[Wrf-users] WPSV3 metgrid.exe seg fault GFS/GFDL
Eric_Meyers
emeyers3 at atmos.uiuc.edu
Tue Jun 24 09:41:46 MDT 2008
Dear WPS Users:
SUMMARY:
metgrid.exe segmentation fault when combining GFS/GFDL input AND processing domains with total grid point number exceeding some mysterious upper bound.
PROCESS:
After trying to process GFDL input (Vtable.GFDL) for 1 domain (9-km grid spacing) using WPSV3 and witnessing metgrid.exe fail due to lacking necessary soil parameters, I now run WPSV3 with multiple data sources - GFS and GFDL - the latter taking precedence for all duplicate fields, the former providing the necessary soil parameters.

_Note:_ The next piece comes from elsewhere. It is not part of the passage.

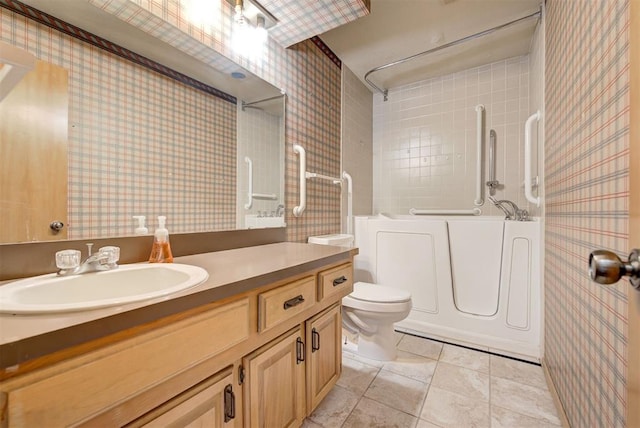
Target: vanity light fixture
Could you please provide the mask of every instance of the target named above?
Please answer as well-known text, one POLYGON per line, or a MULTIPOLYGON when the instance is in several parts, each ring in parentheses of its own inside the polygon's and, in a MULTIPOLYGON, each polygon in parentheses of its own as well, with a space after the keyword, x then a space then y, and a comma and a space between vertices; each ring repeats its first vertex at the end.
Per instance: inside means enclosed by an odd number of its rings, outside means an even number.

First, I run WPSV3 with the GFS input, excluding running of metgrid.exe (i.e., just run geogrid.exe & ungrib.exe; Vtable.GFS; GFS input):
&ungrib
out_format = 'WPS',
prefix = 'GFS',
/
in directory ~/WPSV3_GFS1dm/, for example. The following are produced, for example:
GFS:2005-07-08_00
GFS:2005-07-08_03
GFS:2005-07-08_06
Second, I run WPSV3 again (this time, geogrid.exe, ungrib.exe, AND metgrid.exe; Vtable.GFDL; GFDL input), in a separate directory, with fg_name specified to have metgrid.exe process the GFS input first (path directed to previous WPSV3 run GFS:* output from ungrib.exe) and the GFDL input second:
&ungrib
out_format = 'WPS',
prefix = 'GFDL',
/
&metgrid
fg_name = '~/WPSV3_GFS1dm/GFS', 'GFDL'
io_form_metgrid = 2,
/
RESULTS:
For SMALL DOMAIN SIZES, such as 100x79, metgrid.exe SUCCEEDS in producing, for example,
met_em.d01.2005-07-08_00:00:00.nc.
met_em.d01.2005-07-08_03:00:00.nc.
met_em.d01.2005-07-08_06:00:00.nc.
HOWEVER, when I simply try LARGER DOMAIN SIZES, such as 340x340, metgrid.exe FAILS after processing all of the GFS fields for the initial time, while "Processing SKINTEMP at level 200100.000000" from the GFDL input:
Processing domain 1 of 1
Processing 2005-07-08_00
~/WPSV3_GFS1dm/GFS
GFDL
forrtl: severe (174): SIGSEGV, segmentation fault occurred
Image PC Routine Line Source
metgrid.exe 400000000005DDD0 interp_module_mp_ 377 interp_module.f90
metgrid.exe 4000000000054B30 interp_module_mp_ 193 interp_module.f90
metgrid.exe 4000000000085AC0 interp_module_mp_ 751 interp_module.f90
metgrid.exe 40000000000556B0 interp_module_mp_ 203 interp_module.f90
metgrid.exe 4000000000077600 interp_module_mp_ 585 interp_module.f90
metgrid.exe 40000000000539F0 interp_module_mp_ 178 interp_module.f90
metgrid.exe 400000000008D070 interp_module_mp_ 821 interp_module.f90
metgrid.exe 4000000000052E70 interp_module_mp_ 168 interp_module.f90
metgrid.exe 400000000009C7F0 interp_module_mp_ 942 interp_module.f90
metgrid.exe 4000000000054570 interp_module_mp_ 188 interp_module.f90
metgrid.exe 400000000025AF70 process_domain_mo 1619 process_domain_module.f90
metgrid.exe 400000000024BA20 process_domain_mo 1518 process_domain_module.f90
metgrid.exe 4000000000212FC0 process_domain_mo 883 process_domain_module.f90
metgrid.exe 40000000001D69D0 process_domain_mo 137 process_domain_module.f90
metgrid.exe 400000000002BC00 MAIN__ 66 metgrid.f90
metgrid.exe 4000000000003E90 Unknown Unknown Unknown
libc.so.6.1 2000000000138060 Unknown Unknown Unknown
metgrid.exe 40000000000038C0 Unknown Unknown Unknown
The first error listed, corresponding to line 377 of interp_module.f90, is inside routine search_extrap:
if (array(qdata%x,qdata%y,izz) /= msgval .and. mask_array(qdata%x,qdata%y) /= maskval) then
The second error listed, corresponding to line 193, is the call to search_extrap:
interp_sequence = search_extrap(xx, yy, izz, array, start_x, end_x, &...
CHECK:
I compiled with -check all, which should have caught an out-of-bounds error for array() or mask_array().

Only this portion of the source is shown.